By Jane Wardell and Matt Siegel
SYDNEY (Reuters) - The Group of 20 advanced and emerging countries has not enacted the policies needed to reach its growth targets, Australian Prime Minister Tony Abbott said on Thursday, casting fresh doubt on the ambitious roadmap laid out by the group earlier this year.
Abbott told a meeting of the Business 20 leaders in Sydney on Thursday that member countries would fall short by as much as half of their goal of raising collective GDP by an additional 2 percent over five years if they did not take stronger measures.
Abbott said the growth strategies of individual countries are taking shape following that pledge from G20 Finance Ministers at a meeting in Sydney in February.
"They contain several hundred proposed measures - but quantity does not always mean quality," he said at the opening of the B20 summit.
Australian Treasurer Joe Hockey has previously chided the group for its progress in meeting economic growth targets set by the Group, calling it "unacceptable" that only "one-tenth" of the necessary work had been achieved by April of this year.
G20 members represent around 80 percent of global gross domestic product, more than 75 percent of global trade, and two-thirds of the world’s population.
Australia, which has the rotating chair of the G20 this year, is hoping a tight focus for the cumbersome grouping will refute criticisms of lots of talk and little action. It is expected to focus on measures such as boosting infrastructure spending and fiscal discipline to achieve the growth target.
Abbott said G20 leaders will produce a short, three-page communique in "plain language" when they meet in Brisbane in November.
"Australia's task is to keep the G20 totally focused on economic growth and to resist the temptation to deal with every ill that the world may face," Abbott said.
Australian Trade Minister Andrew Robb said a meeting on Saturday in Sydney of the G20 Trade Ministers would be used to pressure countries that are dragging their heels in identifying necessary reforms along those lines.
"It could be embarrassing in front of all the other members if their package doesn't come up to scratch," he told Reuters on Thursday.

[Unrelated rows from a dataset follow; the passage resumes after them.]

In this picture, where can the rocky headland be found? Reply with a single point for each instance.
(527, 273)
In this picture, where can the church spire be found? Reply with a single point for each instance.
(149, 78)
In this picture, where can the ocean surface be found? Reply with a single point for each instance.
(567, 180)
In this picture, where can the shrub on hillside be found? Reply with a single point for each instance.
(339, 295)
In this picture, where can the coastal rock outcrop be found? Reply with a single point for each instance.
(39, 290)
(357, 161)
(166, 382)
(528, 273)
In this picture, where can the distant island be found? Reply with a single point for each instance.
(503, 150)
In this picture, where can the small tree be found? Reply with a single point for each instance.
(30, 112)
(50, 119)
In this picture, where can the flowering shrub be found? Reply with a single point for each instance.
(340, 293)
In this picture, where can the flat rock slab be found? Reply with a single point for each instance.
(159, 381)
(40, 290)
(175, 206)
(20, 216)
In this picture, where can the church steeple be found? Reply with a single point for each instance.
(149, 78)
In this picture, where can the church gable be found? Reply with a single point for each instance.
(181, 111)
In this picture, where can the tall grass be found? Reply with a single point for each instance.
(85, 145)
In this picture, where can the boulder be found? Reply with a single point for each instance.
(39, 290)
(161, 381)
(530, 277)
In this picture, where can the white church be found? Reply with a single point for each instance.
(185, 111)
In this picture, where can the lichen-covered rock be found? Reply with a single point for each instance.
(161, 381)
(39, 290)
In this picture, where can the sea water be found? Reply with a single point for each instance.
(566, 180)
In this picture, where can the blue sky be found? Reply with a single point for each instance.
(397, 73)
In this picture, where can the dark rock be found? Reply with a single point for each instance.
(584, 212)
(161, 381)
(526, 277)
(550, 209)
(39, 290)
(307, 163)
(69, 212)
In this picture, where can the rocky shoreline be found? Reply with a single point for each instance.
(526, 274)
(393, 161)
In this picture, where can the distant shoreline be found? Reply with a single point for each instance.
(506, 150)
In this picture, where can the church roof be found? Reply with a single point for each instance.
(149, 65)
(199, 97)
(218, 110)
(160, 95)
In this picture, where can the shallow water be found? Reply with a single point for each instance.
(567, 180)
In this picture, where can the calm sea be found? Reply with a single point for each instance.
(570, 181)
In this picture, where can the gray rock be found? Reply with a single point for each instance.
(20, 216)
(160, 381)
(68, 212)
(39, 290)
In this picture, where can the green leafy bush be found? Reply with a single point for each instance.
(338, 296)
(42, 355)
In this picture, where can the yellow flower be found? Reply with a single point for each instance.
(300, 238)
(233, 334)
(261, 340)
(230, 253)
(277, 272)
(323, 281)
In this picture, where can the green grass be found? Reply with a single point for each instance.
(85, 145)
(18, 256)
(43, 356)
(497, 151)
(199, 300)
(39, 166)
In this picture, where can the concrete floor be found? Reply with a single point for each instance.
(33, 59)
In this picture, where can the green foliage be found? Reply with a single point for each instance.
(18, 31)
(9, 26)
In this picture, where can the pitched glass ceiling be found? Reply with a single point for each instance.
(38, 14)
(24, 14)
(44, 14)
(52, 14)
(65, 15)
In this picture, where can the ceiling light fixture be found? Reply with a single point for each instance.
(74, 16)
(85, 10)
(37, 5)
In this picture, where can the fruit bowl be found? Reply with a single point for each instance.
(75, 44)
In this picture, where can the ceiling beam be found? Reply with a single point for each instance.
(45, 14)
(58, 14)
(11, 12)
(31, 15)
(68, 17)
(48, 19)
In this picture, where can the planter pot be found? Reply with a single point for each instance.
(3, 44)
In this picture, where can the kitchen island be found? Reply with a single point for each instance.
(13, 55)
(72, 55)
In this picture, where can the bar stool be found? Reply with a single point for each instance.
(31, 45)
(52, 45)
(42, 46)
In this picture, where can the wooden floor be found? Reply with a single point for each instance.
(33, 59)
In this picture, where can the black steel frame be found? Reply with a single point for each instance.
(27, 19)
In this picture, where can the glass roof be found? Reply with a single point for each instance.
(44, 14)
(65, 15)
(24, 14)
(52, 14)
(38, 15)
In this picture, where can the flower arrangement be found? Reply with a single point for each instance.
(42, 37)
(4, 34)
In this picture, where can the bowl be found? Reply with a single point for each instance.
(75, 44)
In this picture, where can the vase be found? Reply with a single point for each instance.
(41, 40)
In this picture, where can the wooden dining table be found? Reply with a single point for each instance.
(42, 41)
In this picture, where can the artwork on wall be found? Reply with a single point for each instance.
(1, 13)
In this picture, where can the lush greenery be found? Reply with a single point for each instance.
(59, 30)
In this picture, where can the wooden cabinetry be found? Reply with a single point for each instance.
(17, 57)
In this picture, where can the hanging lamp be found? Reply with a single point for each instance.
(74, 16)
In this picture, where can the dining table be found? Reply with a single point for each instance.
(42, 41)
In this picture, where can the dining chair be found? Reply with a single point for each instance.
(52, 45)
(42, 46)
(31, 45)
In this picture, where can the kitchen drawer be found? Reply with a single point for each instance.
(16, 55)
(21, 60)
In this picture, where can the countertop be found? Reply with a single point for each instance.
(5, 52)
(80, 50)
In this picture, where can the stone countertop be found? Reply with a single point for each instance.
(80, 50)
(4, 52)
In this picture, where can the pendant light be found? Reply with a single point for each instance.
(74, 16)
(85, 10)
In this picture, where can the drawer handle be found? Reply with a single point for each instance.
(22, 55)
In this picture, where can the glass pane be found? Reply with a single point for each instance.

Robb warned that a resolution this year on the Trans-Pacific Partnership (TPP) that would boost growth towards the 2 percent target was unlikely, making progress via the G20 ministerial forums all the more vital.
AT THE LIMITS
The B20, set up in 2010 to give policy recommendations on behalf of the international business community to the G20, says addressing a $57 trillion shortfall in global infrastructure through to 2030 will be crucial in meeting this goal.

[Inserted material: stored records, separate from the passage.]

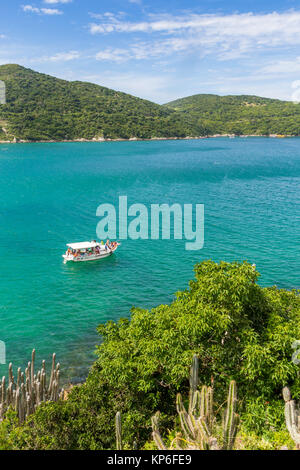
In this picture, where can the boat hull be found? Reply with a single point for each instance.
(84, 258)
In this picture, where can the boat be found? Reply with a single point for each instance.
(89, 251)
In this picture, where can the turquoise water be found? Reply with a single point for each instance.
(49, 196)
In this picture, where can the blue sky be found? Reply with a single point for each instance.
(157, 49)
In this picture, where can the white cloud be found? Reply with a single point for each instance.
(54, 2)
(286, 67)
(227, 36)
(113, 55)
(59, 57)
(41, 11)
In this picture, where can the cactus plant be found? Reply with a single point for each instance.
(118, 431)
(199, 423)
(28, 391)
(292, 416)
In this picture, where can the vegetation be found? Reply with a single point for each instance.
(198, 424)
(239, 331)
(28, 391)
(41, 107)
(240, 115)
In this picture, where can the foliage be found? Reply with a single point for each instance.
(239, 330)
(240, 115)
(41, 107)
(199, 427)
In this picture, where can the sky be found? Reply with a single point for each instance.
(159, 50)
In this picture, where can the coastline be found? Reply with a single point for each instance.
(138, 139)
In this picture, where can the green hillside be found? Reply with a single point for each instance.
(240, 114)
(41, 107)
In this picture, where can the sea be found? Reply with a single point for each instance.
(250, 189)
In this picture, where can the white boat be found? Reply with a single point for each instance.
(89, 251)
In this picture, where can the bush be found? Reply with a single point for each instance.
(239, 330)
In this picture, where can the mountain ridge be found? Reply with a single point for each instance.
(40, 107)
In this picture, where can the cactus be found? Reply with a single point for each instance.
(28, 391)
(230, 419)
(118, 431)
(292, 416)
(198, 423)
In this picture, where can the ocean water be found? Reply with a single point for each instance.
(49, 195)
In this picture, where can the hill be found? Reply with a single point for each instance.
(240, 114)
(41, 107)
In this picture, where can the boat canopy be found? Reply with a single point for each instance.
(83, 245)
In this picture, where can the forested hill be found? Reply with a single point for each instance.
(41, 107)
(240, 114)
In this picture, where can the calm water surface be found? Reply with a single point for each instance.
(49, 196)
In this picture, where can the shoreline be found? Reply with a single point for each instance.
(138, 139)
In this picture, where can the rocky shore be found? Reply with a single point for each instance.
(137, 139)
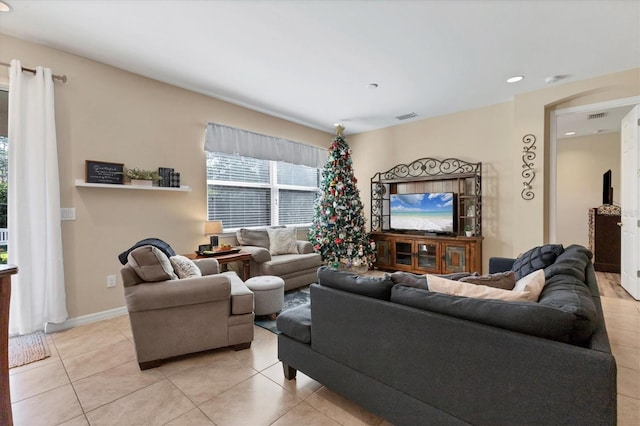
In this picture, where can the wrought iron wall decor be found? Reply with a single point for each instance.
(465, 177)
(528, 173)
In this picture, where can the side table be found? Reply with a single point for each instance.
(224, 259)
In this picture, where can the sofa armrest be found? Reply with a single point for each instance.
(208, 266)
(171, 293)
(500, 264)
(304, 247)
(258, 254)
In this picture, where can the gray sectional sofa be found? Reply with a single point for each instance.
(415, 357)
(298, 267)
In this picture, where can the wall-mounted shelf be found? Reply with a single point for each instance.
(81, 182)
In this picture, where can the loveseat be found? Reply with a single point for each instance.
(414, 356)
(176, 310)
(277, 251)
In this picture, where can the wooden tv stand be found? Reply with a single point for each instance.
(422, 254)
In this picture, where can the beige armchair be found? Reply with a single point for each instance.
(174, 317)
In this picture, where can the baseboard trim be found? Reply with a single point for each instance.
(51, 327)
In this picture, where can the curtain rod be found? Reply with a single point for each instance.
(62, 78)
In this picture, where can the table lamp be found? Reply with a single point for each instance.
(211, 228)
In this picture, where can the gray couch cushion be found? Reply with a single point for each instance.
(536, 258)
(296, 323)
(376, 287)
(524, 317)
(253, 237)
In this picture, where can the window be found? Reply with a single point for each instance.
(246, 192)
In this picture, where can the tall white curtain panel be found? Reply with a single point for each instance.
(35, 237)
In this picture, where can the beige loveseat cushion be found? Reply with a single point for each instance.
(173, 293)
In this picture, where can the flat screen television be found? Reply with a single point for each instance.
(607, 189)
(432, 212)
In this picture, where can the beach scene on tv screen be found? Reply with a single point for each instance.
(424, 212)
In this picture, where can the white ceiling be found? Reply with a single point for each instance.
(311, 61)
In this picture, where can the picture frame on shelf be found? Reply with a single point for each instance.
(104, 172)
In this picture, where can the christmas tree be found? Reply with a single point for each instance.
(338, 232)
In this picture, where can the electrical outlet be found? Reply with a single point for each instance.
(68, 213)
(111, 280)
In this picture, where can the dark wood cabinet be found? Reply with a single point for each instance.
(604, 238)
(427, 255)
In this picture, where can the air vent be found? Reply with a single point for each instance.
(406, 116)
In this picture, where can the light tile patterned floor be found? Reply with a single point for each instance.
(92, 378)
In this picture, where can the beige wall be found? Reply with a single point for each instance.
(492, 135)
(480, 135)
(581, 163)
(106, 114)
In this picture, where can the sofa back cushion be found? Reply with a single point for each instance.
(282, 241)
(536, 258)
(376, 287)
(524, 317)
(253, 237)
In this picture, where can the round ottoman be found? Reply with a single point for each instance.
(268, 292)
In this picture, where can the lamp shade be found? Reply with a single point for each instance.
(213, 227)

"We firmly believe 2 percent is achievable," Elmer Funke Kupper, ASX Ltd chief executive, told reporters after meeting with fellow B20 members.
But the group has criticized cumbersome global rules and long delays to approval processes that make it hard for large pension funds and insurance companies to invest in major infrastructure projects.
Abbott is supportive of the infrastructure goal, saying Australia is leading by example, investing A$50 billion ($46.8 billion) in a rolling 15-year list of infrastructure priorities.
But he is also stressing fiscal discipline. His Conservative-led Coalition government delivered a tough budget earlier this year and is scrapping controversial taxes on carbon and mining as it tackles what is says are unsustainable deficits due to total A$60 billion over the next four years.
"We really are at the limits of what macro measures can do to drive growth," Abbott said. "We need to manage the exit from unconventional monetary policy and to restore government's fiscal position to sustainability."
Abbott was also receptive to lobbying by the G20 to reduce financial regulation, which Australia and New Zealand Banking Group CEO Michael Smith said on Wednesday was deterring infrastructure investment and limiting the provision of trade finance.
"We need to unshackle business by reducing regulation and by accepting that some risk is unavoidable," Abbott said.